I'm not saying any of you wanted it. I'm saying look at you all getting bitter and twisted about us getting a nice new stadium funded by the tax payer.
Once converted, it's gonna be the nuts.
Shame there will be no one in it!
I'm not saying any of you wanted it. I'm saying look at you all getting bitter and twisted about us getting a nice new stadium funded by the tax payer.
Once converted, it's gonna be the nuts.
If you wanted a better example of night and day reporting, the take on the same story by the BBC "News" and BBC London News couldn't be more different.
The BBC "News" take on it was a sickening example of toeing the party line, as it wasn't a news report but a PR campaign: it's a wonderful stadium, it will be fantastic for the Olympic legacy, how it will regenerate the area, and all the other hollow platitudes people were saying about that corporate jolly masquerading as a glorified sports day that kicked the crap out of the local, regional and national economy...in other words, the same amount of coverage than the BBC gave to the story about the BBC pissing away £80m of license payers' money on the sale of Lonely Planet this week.
BBC London News, on the other hand, actually reported on the story - they had Richard Caborn voicing his doubts about the transparency of the deal, they had West Ham fans saying they'd never go to a game there and how The Pornographers show no interest in anything but themselves when running the club, and actually reported the figures of public money that were being spent on it. They also had Boris and Brady mouthing statements that ring about as true as Oscar Pistorius' defence.
Typically, though, the former was the version of the story reported in the Standard, with a two-page interview with Allardyce saying...well, if I lacked any self-respect I would have bothered reading it.
If the experience here with stadiums, especially baseball stadiums, is relevant, everyone will lose, including the taxpayers and especially West Ham fans. Everything depends on providing a great experience for fans going to the game. I don't like baseball, and the Pirates have now gone longer without a winning season than any baseball team in history. But I'm happy to go to occasional games because they have a beautiful stadium that's enjoyable to spend time in.
A stadium that's in the wrong place, too big and created for another sport is reminiscient of the all-sports soulless horrors that went the way of the dinosaur in the eighties. No doubt the conversion will help, but it's hard to see it doing enough to make the stadium a plus rather than a minus for the fans.
Conversion costs = £170,000,000
West Ham are paying: 15m + (99 x 2m) = £213,000,000.
You should all be thanking West Ham for preventing another "white elephant".
You are all very welcome.![]()
Conversion costs = £170,000,000
West Ham are paying: 15m + (99 x 2m) = £213,000,000.
You should all be thanking West Ham for preventing another "white elephant".
You are all very welcome.![]()
If we moved in right now then no, of course not.
But we are consistently selling out at the Boleyn and that is with the disastrous 7 years we have just endured. I think it's fair to say that we are close to outgrowing our current ground.
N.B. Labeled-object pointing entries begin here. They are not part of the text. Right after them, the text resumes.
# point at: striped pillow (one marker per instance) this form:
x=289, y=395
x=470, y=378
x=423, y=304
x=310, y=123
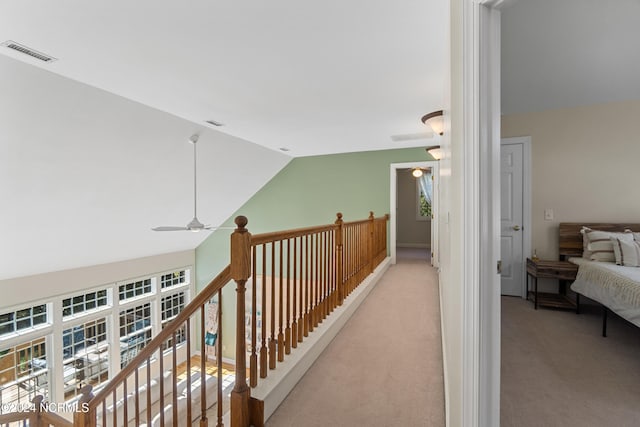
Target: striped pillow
x=599, y=244
x=629, y=253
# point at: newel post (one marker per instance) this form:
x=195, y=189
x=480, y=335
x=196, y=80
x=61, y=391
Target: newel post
x=339, y=259
x=240, y=273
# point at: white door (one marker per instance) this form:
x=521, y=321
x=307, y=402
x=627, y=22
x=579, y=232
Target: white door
x=511, y=218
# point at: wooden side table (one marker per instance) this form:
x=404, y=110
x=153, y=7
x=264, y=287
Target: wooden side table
x=544, y=269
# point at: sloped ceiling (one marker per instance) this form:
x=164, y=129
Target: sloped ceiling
x=568, y=53
x=93, y=146
x=85, y=174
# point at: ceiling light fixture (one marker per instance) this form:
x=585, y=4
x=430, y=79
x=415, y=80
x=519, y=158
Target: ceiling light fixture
x=435, y=120
x=435, y=151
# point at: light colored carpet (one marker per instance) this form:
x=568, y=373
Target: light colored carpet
x=385, y=367
x=557, y=369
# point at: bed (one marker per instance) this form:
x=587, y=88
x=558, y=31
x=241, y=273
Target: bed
x=615, y=287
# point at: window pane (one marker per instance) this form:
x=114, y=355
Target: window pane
x=86, y=356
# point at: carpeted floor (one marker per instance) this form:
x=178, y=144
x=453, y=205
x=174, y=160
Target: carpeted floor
x=557, y=369
x=385, y=367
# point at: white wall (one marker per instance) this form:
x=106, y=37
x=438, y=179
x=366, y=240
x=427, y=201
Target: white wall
x=584, y=166
x=42, y=287
x=411, y=231
x=449, y=217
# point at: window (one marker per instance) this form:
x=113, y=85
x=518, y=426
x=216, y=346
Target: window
x=134, y=289
x=135, y=331
x=26, y=318
x=24, y=372
x=85, y=356
x=424, y=190
x=173, y=279
x=82, y=303
x=172, y=305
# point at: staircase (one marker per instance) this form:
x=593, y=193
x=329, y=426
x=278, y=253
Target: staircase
x=287, y=283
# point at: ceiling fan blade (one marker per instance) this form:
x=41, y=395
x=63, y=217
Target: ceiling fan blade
x=169, y=228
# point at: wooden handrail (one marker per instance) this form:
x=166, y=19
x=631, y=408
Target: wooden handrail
x=260, y=239
x=305, y=274
x=147, y=351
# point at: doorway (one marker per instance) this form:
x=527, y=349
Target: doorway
x=411, y=188
x=515, y=213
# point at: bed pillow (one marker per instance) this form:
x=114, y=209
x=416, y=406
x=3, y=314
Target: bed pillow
x=600, y=246
x=636, y=235
x=629, y=253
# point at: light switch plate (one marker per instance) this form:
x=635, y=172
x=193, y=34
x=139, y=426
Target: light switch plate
x=548, y=214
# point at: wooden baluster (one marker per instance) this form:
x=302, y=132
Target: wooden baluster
x=312, y=277
x=175, y=378
x=326, y=292
x=137, y=396
x=317, y=310
x=339, y=259
x=280, y=306
x=148, y=391
x=287, y=331
x=240, y=272
x=272, y=330
x=323, y=301
x=264, y=318
x=82, y=418
x=161, y=361
x=301, y=293
x=115, y=407
x=35, y=418
x=332, y=274
x=220, y=381
x=188, y=333
x=253, y=360
x=371, y=241
x=294, y=323
x=125, y=406
x=204, y=421
x=307, y=314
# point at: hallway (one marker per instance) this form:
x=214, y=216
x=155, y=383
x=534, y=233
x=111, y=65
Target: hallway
x=384, y=368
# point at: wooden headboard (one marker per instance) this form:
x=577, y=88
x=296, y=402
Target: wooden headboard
x=571, y=238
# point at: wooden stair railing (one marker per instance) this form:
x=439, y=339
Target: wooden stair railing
x=297, y=278
x=35, y=416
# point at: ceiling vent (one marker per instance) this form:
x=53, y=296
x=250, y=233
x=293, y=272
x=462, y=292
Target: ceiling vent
x=411, y=137
x=28, y=51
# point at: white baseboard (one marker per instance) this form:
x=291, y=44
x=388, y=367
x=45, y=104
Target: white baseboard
x=413, y=245
x=279, y=383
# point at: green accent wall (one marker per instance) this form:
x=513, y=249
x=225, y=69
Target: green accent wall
x=308, y=191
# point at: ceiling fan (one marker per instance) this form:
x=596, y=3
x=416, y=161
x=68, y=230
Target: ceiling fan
x=194, y=225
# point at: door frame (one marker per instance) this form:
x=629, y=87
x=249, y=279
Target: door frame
x=393, y=197
x=525, y=141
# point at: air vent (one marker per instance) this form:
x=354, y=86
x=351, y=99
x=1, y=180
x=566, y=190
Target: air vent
x=28, y=51
x=410, y=137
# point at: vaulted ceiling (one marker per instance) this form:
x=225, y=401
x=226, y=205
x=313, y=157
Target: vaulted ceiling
x=93, y=145
x=568, y=53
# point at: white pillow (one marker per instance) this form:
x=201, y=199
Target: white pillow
x=630, y=253
x=600, y=246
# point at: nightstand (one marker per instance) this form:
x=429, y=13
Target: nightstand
x=562, y=271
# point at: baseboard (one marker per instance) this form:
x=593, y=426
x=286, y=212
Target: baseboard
x=413, y=245
x=275, y=388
The Olympic stadium will be 54k. Just 19,000 more than what we have now.
If we can attract some investment, buy better players, achieve some top 6 finishes, the odd cup run and generally enjoy a bit of success (by our standards), I see no reason why we can't fill the ground in the long term can you? Especially with the better access to the ground and the cheap tickets for kids and OAP's.
We want to progress and as much as we would love to stay at the Boleyn, the Olympic Stadium offers us the chance to do just that.
If you believe the hot air from the 3 buffoons that run your club then fine...there's demo's outside your current home against it...why?
You're doing an Arsenal rejecting your roots as far as I'm concerned...West Ham in Stratford!
If we moved in right now then no, of course not.
But we are consistently selling out at the Boleyn and that is with the disastrous 7 years we have just endured. I think it's fair to say that we are close to outgrowing our current ground.
The Olympic stadium will be 54k. Just 19,000 more than what we have now.
If we can attract some investment, buy better players, achieve some top 6 finishes, the odd cup run and generally enjoy a bit of success (by our standards), I see no reason why we can't fill the ground in the long term can you? Especially with the better access to the ground and the cheap tickets for kids and OAP's.
We want to progress and as much as we would love to stay at the Boleyn, the Olympic Stadium offers us the chance to do just that.
We have been selling out and and getting close to selling out every game this season.
If we want to go up a level we will need a bigger stadium.
54,000, for a club of West Ham's stature sounds about right if we can improve on the pitch.
As I said on another thread, it was only a few years ago we finished level on points with you. We have had a bad few years and you have done well. There is no reason why we can't get to the level you are at now in the short to medium term, and if we do, we will have the stadium in place to cope with the extra demand.
We wouldn't fill it right now, but the stadium gives us the growing room we will hopefully need.
As for the comment about soulless arenas in the wrong place...Wembley ring a bell?
What a strange thing to say?
A quick look on Google Maps shows that Stratford is actually closer to West Ham than Upton Park is.
Ah yes, I saw the one woman demo on sky sports yesterday.